Dari survei yang dilakukan KPBB pada 2014, sumbangan polusi dari kendaraan bermotor 47 persen, dari industri 22 persen, serta kompor atau pembakaran di restoran dan rumah tangga 11 persen (Kompas, 27 Juni 2019). Ada pula sumbangan dari pembakaran sampah terbuka 5 persen, infrastruktur 4 persen, dan debu jalanan 4 persen.
Dari sekitar 9,9 juta warga DKI pada 2016, sebanyak 58,3 persen menderita penyakit yang terkait dengan polusi udara. Total biaya medis Rp 51,2 triliun. KPBB juga mengutip laporan WHO yang menyatakan, 1/8 kematian di dunia pada 2012 dipicu oleh polusi udara.
Kepala Dinas Lingkungan Hidup DKI Jakarta Andono Warih mengatakan, pemerintah provinsi DKI Jakarta memahami dan menyadari hak atas lingkungan hidup yang baik dan sehat merupakan bagian dari hak asasi manusia. Hal ini menyangkut pemenuhan syarat kualitas minimal lingkungan hidup agar manusia bisa hidup dengan baik dan sehat.
“Kualitas udara minimal untuk manusia hidup dengan baik dan sehat. Kami sebagai pemerintah daerah berupaya memfasilitasi pemenuhannya,” ujar Andono saat dihubungi Kamis.
Dalam rangka percepatan pelaksanaan pengendalian kualitas udara di Provinsi DKI Jakarta, lanjut Andono, diperlukan pendekatan multisektor. Pertama adalah dengan memperketat pengendalian sumber pencemaran udara. Kedua, dengan mendorong peralihan gaya hidup masyarakat dan mengoptimalisasi fungsi penghijauan sehingga memerlukan sinergitas antar berbagai pemangku kepentingan terkait.

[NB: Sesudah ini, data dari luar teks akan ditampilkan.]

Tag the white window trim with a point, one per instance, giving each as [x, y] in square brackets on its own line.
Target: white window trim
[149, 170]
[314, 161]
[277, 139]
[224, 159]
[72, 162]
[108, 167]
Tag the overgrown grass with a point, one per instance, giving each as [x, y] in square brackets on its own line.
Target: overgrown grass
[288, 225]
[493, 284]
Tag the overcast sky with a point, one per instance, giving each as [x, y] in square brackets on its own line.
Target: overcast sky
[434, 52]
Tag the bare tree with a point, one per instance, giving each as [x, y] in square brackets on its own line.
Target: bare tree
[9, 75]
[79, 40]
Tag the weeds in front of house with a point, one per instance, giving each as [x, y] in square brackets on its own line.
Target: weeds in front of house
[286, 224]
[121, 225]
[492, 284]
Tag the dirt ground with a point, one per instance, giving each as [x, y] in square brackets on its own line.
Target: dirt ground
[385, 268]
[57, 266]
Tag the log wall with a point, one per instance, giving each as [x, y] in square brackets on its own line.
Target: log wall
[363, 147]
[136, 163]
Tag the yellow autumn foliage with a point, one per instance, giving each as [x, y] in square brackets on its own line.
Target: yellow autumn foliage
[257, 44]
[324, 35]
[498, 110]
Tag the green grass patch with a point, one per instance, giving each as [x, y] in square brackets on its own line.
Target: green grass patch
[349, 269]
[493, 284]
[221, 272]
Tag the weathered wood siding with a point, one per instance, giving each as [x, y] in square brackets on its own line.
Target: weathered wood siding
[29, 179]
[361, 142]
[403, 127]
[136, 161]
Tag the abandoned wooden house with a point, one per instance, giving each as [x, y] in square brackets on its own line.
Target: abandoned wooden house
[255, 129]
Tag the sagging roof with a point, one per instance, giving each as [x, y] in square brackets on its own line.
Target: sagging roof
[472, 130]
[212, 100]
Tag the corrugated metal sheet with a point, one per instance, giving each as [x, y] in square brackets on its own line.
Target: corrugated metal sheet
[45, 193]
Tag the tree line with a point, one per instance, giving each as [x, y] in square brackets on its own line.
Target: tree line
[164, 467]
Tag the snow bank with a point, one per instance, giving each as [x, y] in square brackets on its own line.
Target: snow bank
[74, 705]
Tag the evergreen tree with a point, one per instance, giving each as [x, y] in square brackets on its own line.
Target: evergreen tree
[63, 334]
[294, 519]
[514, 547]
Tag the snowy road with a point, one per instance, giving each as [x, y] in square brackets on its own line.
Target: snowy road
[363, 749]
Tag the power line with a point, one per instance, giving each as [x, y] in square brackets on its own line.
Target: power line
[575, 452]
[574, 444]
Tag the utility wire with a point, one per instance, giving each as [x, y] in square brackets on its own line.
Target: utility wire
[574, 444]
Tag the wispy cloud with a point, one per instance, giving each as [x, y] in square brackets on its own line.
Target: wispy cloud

Khusus penanggulangan pencemaran udara di Ibukota, Gubernur DKI Jakarta telah mengeluarkan Instruksi Gubernur Nomor 66 Tahun 2019 tentang Pengendalian Kualitas Udara. Salah satu poin dalam Ingub Nomor 66/2019 adalah Gubernur ingin memastikan tidak ada angkutan umum yang berusia di atas 10 tahun dan tidak lulus uji emisi beroperasi di jalan dan penyelesaian peremajaan seluruh angkutan umum melalui program Jak Lingko pada 2020.
Selain itu pemerintah telah mengeluarkan kebijakan ganjil genap untuk peningkatan kualitas udara.
“Dua bulan lebih sejak diberlakukannya Ingub ini, perbaikan kualitas udara di Ibukota sudah mulai dirasakan,” ujar Andono.